Although no European power established a colonial presence in China, conflicts over Christian activity consistently raised questions that directly related to how the church thought of its global missions in colonial terms. Catholic presence in China was established in the late sixteenth century primarily through the work of the Italian Jesuit Matteo Ricci. However, important to Ricci's permission to reside permanently in China was the question of whether or not Chinese converts to Christianity would be subjects of the European monarchs or the pope. Ricci's denial undoubtedly contravened many theological opinions in Europe, and further developments led to strained relationships between Chinese Catholics and the Vatican.

As the Catholic Church could not resort to pressuring colonial administrators into controlling missionary activities in China, the tensions erupted on predominantly theological grounds. Ricci's tactic of aligning Christian thought with the teachings of the ancient Chinese philosophers Confucius (ca. 551–479 b.c.e.) and Mencius (Mengzi, ca. 371–289 b.c.e.) had proven highly controversial, especially when he held that the practice of Confucian rites of honoring ancestors was not opposed to Christian teaching, and when Ricci chose to use Chinese names for God that were drawn from Confucian resources. The old questions of idolatry and syncretism quickly dominated the controversy, and tensions between the religious orders heightened the stakes. The Chinese rites controversy was settled by papal decree in 1715 when Clement XI (1649–1721) ruled that Chinese Catholics must use the Latin word deus to refer to the Christian God, and that the rites of ancestor veneration were forbidden to Chinese Catholics. In 1721 the Chinese Emperor Kangxi (r. 1661–1722) expelled all Catholic missionaries in retaliation and disgust.
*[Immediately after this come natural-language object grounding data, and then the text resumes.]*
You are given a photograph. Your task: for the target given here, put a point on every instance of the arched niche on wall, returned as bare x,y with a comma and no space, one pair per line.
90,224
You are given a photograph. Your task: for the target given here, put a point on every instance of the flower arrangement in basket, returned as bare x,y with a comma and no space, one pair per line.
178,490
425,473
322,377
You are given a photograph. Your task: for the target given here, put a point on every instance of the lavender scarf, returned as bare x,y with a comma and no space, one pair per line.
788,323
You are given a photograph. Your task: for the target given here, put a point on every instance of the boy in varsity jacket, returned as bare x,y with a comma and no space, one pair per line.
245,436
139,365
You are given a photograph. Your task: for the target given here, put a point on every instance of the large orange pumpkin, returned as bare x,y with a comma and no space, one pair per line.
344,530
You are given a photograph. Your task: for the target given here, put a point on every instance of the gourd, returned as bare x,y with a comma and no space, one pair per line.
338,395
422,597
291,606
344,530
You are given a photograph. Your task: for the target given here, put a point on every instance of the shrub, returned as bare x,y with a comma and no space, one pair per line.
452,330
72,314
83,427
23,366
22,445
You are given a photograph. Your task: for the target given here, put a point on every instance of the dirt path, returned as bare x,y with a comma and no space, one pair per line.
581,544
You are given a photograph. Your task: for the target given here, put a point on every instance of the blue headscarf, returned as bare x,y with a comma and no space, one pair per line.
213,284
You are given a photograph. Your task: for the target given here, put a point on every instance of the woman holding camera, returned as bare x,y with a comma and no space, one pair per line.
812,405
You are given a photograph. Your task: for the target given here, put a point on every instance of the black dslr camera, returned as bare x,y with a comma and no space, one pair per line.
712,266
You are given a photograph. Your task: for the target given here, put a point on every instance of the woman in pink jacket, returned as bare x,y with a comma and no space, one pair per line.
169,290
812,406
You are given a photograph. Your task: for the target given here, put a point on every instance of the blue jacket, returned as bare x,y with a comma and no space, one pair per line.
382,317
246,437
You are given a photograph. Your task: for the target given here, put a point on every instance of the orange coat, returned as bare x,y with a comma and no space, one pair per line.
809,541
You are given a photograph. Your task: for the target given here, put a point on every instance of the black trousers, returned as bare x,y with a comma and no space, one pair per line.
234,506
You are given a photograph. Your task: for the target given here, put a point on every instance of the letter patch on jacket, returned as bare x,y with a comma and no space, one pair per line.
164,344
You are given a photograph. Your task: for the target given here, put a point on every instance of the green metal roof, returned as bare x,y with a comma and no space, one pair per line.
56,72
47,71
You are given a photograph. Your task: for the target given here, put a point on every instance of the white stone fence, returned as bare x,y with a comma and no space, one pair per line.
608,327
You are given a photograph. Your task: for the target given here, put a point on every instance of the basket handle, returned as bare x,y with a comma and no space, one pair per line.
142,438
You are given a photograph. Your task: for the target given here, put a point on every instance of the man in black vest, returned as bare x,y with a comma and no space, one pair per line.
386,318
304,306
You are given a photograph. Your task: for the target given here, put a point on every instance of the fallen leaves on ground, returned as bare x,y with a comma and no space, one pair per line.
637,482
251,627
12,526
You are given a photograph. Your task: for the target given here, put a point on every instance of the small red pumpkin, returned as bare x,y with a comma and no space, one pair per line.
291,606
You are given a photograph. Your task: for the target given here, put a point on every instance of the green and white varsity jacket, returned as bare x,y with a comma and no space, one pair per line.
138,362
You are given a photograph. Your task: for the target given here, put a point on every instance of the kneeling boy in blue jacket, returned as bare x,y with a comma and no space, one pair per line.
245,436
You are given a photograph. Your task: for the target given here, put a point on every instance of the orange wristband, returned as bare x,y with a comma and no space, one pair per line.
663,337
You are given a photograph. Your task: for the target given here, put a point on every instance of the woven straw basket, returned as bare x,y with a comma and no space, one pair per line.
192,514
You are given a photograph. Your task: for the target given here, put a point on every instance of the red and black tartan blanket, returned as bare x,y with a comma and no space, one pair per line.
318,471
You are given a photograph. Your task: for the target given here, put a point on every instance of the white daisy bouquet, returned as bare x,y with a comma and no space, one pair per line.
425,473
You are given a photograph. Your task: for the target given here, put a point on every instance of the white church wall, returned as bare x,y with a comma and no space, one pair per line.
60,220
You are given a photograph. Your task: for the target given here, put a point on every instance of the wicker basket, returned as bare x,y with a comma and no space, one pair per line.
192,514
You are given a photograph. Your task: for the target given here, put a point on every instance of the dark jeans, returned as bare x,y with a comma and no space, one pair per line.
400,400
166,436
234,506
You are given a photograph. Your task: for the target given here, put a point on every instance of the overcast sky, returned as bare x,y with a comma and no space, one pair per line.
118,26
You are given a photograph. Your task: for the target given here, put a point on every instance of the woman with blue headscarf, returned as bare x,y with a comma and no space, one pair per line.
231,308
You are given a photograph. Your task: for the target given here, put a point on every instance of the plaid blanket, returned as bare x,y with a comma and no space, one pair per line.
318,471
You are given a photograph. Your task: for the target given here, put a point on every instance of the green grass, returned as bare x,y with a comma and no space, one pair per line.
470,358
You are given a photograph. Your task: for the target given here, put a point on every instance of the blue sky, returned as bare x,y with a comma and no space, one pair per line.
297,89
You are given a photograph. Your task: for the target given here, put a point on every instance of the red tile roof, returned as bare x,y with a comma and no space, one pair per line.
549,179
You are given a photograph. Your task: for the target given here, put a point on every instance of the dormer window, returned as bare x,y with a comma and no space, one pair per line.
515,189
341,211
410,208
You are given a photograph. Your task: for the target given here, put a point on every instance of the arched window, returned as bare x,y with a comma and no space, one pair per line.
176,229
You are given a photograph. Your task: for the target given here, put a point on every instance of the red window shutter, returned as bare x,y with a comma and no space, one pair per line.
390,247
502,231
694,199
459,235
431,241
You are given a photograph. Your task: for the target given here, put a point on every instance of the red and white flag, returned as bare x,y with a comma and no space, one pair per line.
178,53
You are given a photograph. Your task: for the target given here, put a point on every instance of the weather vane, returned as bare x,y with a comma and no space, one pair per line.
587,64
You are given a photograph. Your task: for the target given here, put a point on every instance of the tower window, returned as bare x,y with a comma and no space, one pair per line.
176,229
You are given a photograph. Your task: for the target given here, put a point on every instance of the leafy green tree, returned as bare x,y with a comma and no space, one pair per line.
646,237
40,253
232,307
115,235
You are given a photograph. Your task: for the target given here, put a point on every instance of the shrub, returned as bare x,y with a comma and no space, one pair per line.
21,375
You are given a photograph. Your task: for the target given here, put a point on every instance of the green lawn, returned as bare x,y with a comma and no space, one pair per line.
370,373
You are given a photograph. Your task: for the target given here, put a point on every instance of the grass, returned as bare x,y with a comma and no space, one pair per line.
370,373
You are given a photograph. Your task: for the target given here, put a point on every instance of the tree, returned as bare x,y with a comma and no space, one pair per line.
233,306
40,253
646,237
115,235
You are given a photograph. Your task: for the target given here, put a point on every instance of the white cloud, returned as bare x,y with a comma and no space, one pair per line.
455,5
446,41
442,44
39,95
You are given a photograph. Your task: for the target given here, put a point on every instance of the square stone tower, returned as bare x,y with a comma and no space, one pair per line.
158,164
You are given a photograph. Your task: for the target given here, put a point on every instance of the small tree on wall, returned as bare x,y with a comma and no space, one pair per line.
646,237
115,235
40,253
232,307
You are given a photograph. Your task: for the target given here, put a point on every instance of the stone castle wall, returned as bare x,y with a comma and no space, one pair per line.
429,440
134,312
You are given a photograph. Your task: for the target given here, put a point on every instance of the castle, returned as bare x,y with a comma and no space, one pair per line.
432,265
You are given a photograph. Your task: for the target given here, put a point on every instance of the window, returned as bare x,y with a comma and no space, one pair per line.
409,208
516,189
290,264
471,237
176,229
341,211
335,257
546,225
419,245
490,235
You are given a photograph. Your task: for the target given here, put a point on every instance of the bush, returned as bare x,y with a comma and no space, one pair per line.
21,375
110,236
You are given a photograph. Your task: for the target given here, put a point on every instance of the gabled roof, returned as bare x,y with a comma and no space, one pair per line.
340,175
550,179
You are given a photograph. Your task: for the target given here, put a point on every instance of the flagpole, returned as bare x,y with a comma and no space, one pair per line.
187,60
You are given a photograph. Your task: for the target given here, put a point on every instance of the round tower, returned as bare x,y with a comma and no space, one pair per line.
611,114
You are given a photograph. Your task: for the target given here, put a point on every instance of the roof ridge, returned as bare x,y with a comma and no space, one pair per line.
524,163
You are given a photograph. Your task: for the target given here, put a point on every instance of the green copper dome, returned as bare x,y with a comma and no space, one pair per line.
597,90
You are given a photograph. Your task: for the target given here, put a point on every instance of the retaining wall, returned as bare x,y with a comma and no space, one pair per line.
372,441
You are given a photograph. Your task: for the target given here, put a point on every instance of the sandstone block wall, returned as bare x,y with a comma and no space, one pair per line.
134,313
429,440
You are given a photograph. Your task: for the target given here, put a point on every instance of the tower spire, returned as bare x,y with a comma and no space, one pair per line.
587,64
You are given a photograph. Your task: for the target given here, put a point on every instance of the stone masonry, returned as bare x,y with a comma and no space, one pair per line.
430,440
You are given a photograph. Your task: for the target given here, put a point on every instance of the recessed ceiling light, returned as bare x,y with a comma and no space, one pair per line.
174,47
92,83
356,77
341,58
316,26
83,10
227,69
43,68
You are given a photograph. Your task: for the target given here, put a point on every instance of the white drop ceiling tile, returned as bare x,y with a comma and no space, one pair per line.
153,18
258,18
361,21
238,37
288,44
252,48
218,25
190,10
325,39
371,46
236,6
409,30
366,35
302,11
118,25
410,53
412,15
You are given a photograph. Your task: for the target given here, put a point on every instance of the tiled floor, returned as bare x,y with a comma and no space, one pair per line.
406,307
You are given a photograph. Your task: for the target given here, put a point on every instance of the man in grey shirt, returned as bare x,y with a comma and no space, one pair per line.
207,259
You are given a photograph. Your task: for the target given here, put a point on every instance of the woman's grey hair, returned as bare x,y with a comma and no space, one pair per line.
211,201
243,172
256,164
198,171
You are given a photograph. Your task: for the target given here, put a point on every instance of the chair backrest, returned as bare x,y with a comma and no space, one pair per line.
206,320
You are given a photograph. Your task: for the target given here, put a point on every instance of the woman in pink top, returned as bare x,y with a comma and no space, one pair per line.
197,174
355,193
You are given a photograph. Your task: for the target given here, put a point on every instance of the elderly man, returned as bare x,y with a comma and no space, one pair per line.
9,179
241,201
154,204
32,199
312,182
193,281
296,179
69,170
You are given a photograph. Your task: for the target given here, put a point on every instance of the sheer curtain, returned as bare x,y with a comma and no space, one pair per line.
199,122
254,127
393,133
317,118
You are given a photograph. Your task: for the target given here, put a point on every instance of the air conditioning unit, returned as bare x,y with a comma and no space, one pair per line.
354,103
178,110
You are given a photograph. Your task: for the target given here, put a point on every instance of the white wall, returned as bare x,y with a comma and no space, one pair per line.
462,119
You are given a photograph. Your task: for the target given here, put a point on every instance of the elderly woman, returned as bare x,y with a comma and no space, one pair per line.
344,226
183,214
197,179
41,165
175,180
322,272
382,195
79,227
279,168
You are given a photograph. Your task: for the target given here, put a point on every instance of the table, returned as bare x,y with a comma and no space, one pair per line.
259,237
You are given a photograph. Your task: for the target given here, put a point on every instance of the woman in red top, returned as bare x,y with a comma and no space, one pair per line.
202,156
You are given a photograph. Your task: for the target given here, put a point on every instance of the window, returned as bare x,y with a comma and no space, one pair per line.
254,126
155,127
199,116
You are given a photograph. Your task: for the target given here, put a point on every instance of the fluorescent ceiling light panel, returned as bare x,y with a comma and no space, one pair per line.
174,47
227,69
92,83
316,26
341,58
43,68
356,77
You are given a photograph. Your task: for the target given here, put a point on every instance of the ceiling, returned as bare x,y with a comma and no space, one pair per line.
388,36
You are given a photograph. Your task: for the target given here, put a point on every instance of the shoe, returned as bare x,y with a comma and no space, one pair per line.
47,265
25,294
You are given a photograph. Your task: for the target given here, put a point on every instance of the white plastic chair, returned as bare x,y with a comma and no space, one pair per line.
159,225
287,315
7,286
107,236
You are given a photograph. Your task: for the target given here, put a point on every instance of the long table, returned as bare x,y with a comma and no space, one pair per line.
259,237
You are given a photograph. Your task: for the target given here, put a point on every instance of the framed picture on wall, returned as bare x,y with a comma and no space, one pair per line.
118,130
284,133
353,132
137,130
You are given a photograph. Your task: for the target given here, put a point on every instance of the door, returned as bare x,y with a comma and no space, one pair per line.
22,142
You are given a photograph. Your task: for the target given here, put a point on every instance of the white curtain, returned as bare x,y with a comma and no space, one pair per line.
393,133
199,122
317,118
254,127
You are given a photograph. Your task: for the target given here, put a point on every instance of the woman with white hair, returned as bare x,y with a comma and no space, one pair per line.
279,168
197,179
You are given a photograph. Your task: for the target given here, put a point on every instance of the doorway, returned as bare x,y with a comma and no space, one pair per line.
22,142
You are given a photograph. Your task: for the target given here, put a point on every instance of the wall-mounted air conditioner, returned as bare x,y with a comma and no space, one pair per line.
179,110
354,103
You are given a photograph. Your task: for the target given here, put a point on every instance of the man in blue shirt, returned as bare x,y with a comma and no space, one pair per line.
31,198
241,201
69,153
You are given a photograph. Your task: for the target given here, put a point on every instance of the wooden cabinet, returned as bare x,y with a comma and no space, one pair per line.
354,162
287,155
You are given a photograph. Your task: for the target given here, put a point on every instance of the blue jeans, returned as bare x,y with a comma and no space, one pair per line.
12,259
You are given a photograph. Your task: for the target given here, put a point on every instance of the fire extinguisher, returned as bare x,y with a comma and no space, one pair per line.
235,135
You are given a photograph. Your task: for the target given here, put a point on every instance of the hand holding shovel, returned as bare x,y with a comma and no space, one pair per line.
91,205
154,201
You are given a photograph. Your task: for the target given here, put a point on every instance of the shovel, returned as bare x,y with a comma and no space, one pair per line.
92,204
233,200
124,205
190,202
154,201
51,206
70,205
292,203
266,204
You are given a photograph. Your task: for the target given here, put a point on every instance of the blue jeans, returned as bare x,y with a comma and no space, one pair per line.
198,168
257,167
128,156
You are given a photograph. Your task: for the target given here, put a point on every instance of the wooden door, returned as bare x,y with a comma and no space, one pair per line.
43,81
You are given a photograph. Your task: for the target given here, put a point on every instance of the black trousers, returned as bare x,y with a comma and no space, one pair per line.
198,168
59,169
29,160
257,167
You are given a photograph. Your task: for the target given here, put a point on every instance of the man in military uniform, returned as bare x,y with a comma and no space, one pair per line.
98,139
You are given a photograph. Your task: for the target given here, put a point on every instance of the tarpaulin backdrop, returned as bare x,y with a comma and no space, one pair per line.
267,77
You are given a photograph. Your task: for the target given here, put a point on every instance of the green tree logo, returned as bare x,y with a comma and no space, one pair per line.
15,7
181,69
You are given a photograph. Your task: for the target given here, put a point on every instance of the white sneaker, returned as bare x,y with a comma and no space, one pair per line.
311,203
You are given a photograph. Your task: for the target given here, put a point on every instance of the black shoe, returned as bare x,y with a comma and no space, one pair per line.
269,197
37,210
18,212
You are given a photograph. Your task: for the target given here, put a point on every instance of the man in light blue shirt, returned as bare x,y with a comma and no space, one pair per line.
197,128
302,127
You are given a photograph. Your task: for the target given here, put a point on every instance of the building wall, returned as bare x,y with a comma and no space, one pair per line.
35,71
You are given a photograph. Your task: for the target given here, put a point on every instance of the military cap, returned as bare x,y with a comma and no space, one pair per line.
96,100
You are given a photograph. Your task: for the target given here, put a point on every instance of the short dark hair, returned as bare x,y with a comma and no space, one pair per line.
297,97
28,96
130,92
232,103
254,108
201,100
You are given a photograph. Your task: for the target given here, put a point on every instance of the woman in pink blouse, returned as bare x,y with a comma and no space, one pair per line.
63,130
The marked tendency of the Catholic Church toward the defense of colonial institutions as the arbiters of order in the New World while simultaneously seeking to restrain their excesses was highly visible both in Catholic attitudes toward the slave trade and eventually the wars of independence that in the early nineteenth century ended colonial control over the Americas. Popes continued to issue bulls condemning the enslavement of Africans from the sixteenth century through the nineteenth, although the tools of ecclesiastical discipline were rarely invoked on the slaves' behalf. Although formally condemned, Catholic ambivalence toward the slave trade remained intact, and Catholic colonists and even missionaries continued to hold African slaves in some areas well into the nineteenth century. Thought to be socially disruptive, antislavery pamphlets that circulated in the Americas also appeared on the Index of Forbidden Books drawn up by the Holy Office of the Inquisition. Negotiation among European colonial powers and the force of the British Empire finally had more to do with ending slavery than Catholic moral injunction.

Many Catholic priests and members of religious orders were engaged in the nineteenth-century wars of independence that ended the colonial projects that began in the sixteenth century, as others were involved in ending the slave trade. But the Roman Catholic Church, especially after the anticlericalism of the French Revolution in the late eighteenth century, again tended toward the reinforcement of colonial regimes as the necessary order under which it sought to act alternatingly as legitimator and as public conscience. The Catholic Church thus entered the nineteenth century seeking to sustain a semblance of its old Augustinian political theology, but increasingly lacking the political and institutional power that earlier allowed the church to sustain—in spite of its internal and external tensions—a position as both institutional advocate and moral critic of the European colonial enterprises.